The episode begins as main character Doug Heffernan — a delivery-truck-driving, junk-food-loving, red-blooded American living in Queens — almost runs over a chicken that has escaped a butcher in Chinatown. Rather than see the chicken meet an unsavory end, Doug puts it in the passenger seat. Blah, blah, blah … musical montage showing Doug and the chicken spending the day together.
Doug returns home to find dinner on the table — you guessed it, a roasted chicken. He can’t eat it. He goes outside for some air, runs into a neighbor who whisks him away to watch one of those grisly slaughterhouse documentaries (you know the ones), and Doug’s fate is sealed. He announces to wife Carrie that he’s no longer eating meat. Good for him.

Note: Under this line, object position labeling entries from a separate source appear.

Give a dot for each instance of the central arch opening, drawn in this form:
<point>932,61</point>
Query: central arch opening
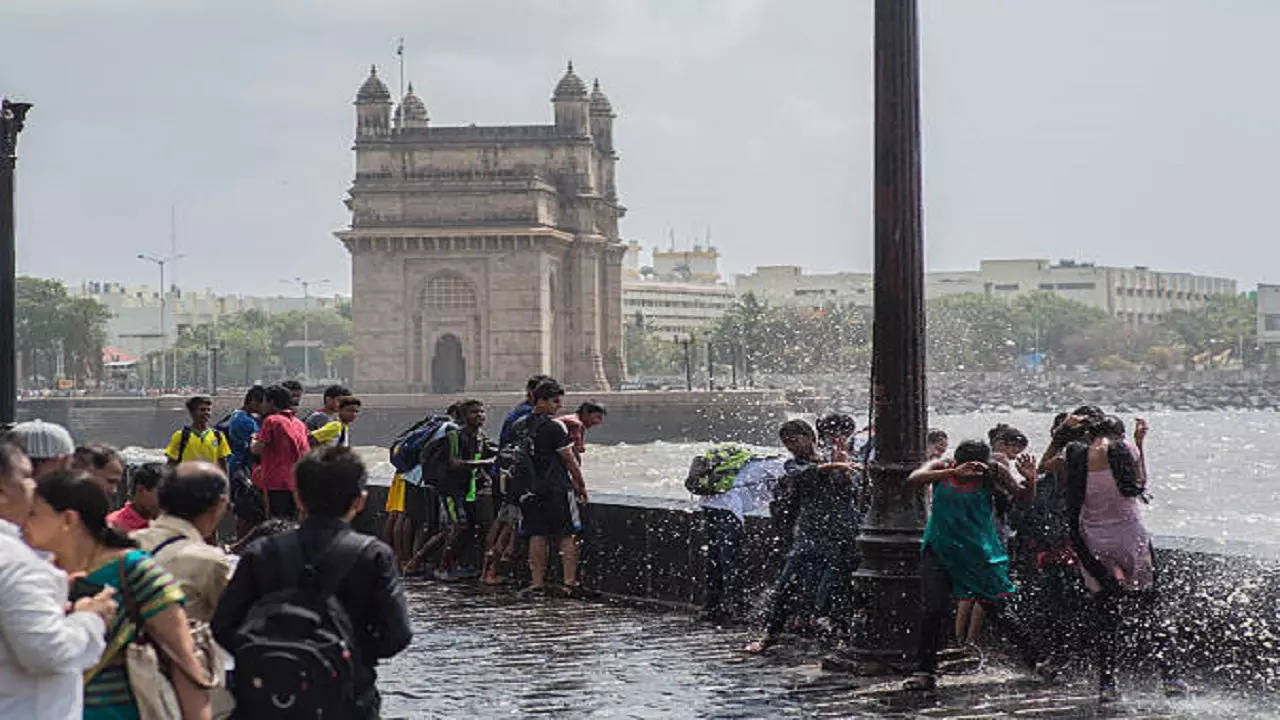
<point>448,367</point>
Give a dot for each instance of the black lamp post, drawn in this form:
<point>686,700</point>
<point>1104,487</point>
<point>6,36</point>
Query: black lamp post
<point>13,117</point>
<point>890,538</point>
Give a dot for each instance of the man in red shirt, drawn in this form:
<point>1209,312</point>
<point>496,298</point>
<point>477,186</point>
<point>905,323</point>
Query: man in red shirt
<point>282,442</point>
<point>589,414</point>
<point>145,504</point>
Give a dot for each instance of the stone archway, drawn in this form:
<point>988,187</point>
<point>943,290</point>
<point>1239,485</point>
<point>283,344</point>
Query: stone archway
<point>448,365</point>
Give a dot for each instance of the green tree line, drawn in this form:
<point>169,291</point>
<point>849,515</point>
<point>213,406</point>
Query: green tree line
<point>964,332</point>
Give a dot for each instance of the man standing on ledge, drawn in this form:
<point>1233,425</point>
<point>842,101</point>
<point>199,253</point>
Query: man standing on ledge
<point>552,504</point>
<point>282,442</point>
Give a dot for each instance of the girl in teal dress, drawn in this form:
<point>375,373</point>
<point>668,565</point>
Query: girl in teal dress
<point>68,518</point>
<point>961,556</point>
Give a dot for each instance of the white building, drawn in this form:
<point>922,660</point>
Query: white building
<point>1137,295</point>
<point>679,295</point>
<point>1269,322</point>
<point>136,311</point>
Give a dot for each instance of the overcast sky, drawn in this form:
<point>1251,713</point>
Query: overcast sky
<point>1121,132</point>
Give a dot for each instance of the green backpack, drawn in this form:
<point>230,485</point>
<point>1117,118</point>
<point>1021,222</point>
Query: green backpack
<point>714,470</point>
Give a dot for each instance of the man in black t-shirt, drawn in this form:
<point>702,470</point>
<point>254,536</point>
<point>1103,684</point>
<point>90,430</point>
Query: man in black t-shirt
<point>553,506</point>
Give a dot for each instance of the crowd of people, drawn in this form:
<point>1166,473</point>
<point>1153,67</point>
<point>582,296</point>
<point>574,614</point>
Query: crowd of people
<point>133,610</point>
<point>144,613</point>
<point>533,478</point>
<point>1050,551</point>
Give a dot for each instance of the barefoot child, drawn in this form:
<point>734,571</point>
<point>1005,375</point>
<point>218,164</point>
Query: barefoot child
<point>961,556</point>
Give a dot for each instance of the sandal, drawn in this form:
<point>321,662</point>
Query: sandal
<point>533,592</point>
<point>1176,688</point>
<point>760,645</point>
<point>920,680</point>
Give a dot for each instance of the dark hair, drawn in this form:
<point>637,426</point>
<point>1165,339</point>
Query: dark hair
<point>279,397</point>
<point>589,408</point>
<point>531,384</point>
<point>8,451</point>
<point>196,401</point>
<point>329,481</point>
<point>970,451</point>
<point>191,491</point>
<point>76,490</point>
<point>256,393</point>
<point>548,390</point>
<point>1091,411</point>
<point>1057,420</point>
<point>1109,427</point>
<point>796,428</point>
<point>836,424</point>
<point>149,475</point>
<point>1006,434</point>
<point>95,456</point>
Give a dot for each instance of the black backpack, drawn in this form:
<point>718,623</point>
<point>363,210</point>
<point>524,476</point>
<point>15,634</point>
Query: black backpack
<point>517,458</point>
<point>295,652</point>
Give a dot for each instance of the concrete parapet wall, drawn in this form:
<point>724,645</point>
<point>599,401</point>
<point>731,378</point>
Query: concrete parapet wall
<point>1221,600</point>
<point>634,417</point>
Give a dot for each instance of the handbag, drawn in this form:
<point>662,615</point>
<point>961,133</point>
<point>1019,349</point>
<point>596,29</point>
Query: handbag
<point>147,662</point>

Could it be left at that, though? Could Doug have grown as a person and made an important decision about the food he eats and how it comes to be on his plate, and then just move on to the next joke?
Ha, ha, ha … no.
Instead we fast forward to the next morning, when Carrie finds Doug sitting in the kitchen, wearing artsy thick-framed glasses and doing a crossword puzzle ("five-letter word for Russian river … Volga!"). He criticizes Carrie for drinking unfair-trade coffee — "Juan Valdez, that nice man with the donkey in the coffee commercials, is an actor … I know that now."
He takes an interest in reading long, foreign novels. When they attend Carrie’s work party, he asks her to wear a dreadful, shapeless hemp dress ("from the Woody Harrelson collection") that looks as if it’s made from burlap sacks, and he condescends to the party hosts because they’re serving meat.
In short, Doug becomes a total jerk. All because he’s given up meat.
Is that how it works? Do all vegetarians become tweed-jacket-wearing, Volga-River-knowing pains in the ass? Is that what will happen to you, if you give up meat?
Well, no. Of course not. But that’s what much of middle America will think now. Thanks for playing to stereotypes, King of Queens.
Postscript: The happy ending on this one? (You knew it was coming.) Doug succumbs to the marketing wiles of two competing fast-food restaurants, and Carrie returns from work to find him asleep on the couch in front of the TV with a half-eaten burger resting on his rotund belly. And the balance of the universe is restored!